Ted Hollas and Harry Souter are hoping to study politics at university

Ted Hollas and Harry Souter are A-level politics students at York College and both are hoping to study the subject at university.

Ted, 17, who describes himself as “right wing, but socially liberal”, said: “I hear people saying they are so bored with Brexit but I am really interested in it. I follow every twist of it in Parliament and I enjoy the drama.

“I would like a career in politics. I want to get try to get in there and make a difference.

“I imagine its is very intimidating, and a lot of pressure, but I am not going to let that put me off.”

Harry, 18, a self-described left-winger, said: “I got interested in politics through social media.

“When Brexit and Trump being elected happened there was so much more discourse about politics. Because people have such strong opinions you end up getting into it more. It feels more important.

“I like to know what I am talking about and studying politics helps with that. It is rewarding to be able to have a discussion with somebody and explain how you feel.”

Tim Evans, professor of business and political economy at Middlesex University, says politics is a lot less predictable – and lot “messier” – than it used to be, and students do not fit neatly into categories like Leave and Remain.

“I think it’s the most exciting time to study and to teach politics since the rise of the libertarian right in the 1980s and the collapse of the Soviet Union,” he says.

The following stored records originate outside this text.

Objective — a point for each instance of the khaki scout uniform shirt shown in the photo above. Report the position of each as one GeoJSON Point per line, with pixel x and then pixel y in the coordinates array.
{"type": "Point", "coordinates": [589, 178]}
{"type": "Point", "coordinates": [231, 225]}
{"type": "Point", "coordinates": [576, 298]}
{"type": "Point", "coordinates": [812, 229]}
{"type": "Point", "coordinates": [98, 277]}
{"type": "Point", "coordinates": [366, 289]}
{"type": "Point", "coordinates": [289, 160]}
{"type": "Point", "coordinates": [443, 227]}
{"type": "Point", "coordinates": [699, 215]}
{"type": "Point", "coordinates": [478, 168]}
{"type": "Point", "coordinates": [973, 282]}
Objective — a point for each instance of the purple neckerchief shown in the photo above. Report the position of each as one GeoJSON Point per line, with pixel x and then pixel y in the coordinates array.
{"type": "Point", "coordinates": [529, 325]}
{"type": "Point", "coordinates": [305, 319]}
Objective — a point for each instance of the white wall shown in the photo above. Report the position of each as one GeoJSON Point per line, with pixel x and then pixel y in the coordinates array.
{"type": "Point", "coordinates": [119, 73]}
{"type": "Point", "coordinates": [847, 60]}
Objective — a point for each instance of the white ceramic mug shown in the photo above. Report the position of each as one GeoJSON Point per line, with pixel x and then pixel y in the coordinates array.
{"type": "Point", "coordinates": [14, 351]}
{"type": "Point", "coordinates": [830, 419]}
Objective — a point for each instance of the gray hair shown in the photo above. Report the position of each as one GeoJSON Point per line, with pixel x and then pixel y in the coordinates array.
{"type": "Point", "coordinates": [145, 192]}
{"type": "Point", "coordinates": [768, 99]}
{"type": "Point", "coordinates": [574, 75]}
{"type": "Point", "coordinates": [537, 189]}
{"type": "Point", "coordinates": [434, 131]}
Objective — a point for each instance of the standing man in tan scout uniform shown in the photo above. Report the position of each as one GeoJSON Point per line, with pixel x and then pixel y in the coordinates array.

But like other academics he is at pains to stress that Brexit is not the only game in town. Students are also looking to the global picture and issues such as climate change and artificial intelligence.

Robert Lamb, head of politics at Exeter University, says: “Our students have chosen to study politics because they are increasingly desperate to make sense of the tumultuous and bewildering times in which they live.”

Others see Brexit as a narrow, parochial issue which can put young people off politics.

“The increase in interest in studying politics should not be seen only as a result of dramatic developments in British politics around Brexit but wider shifts in global politics,” says Dibyesh Anand, Professor of International Relations and Head of the School of Social Sciences, at Westminster University.

“In fact, in our case, a very diverse student body has meant relatively tepid interest in British politics but a high interest in politics beyond Britain as well as international relations.

“To an extent, this could also illustrate a challenge British politics faces – it remains dominated by white men – and students from BME background, especially women, do not feel it is welcoming of them.”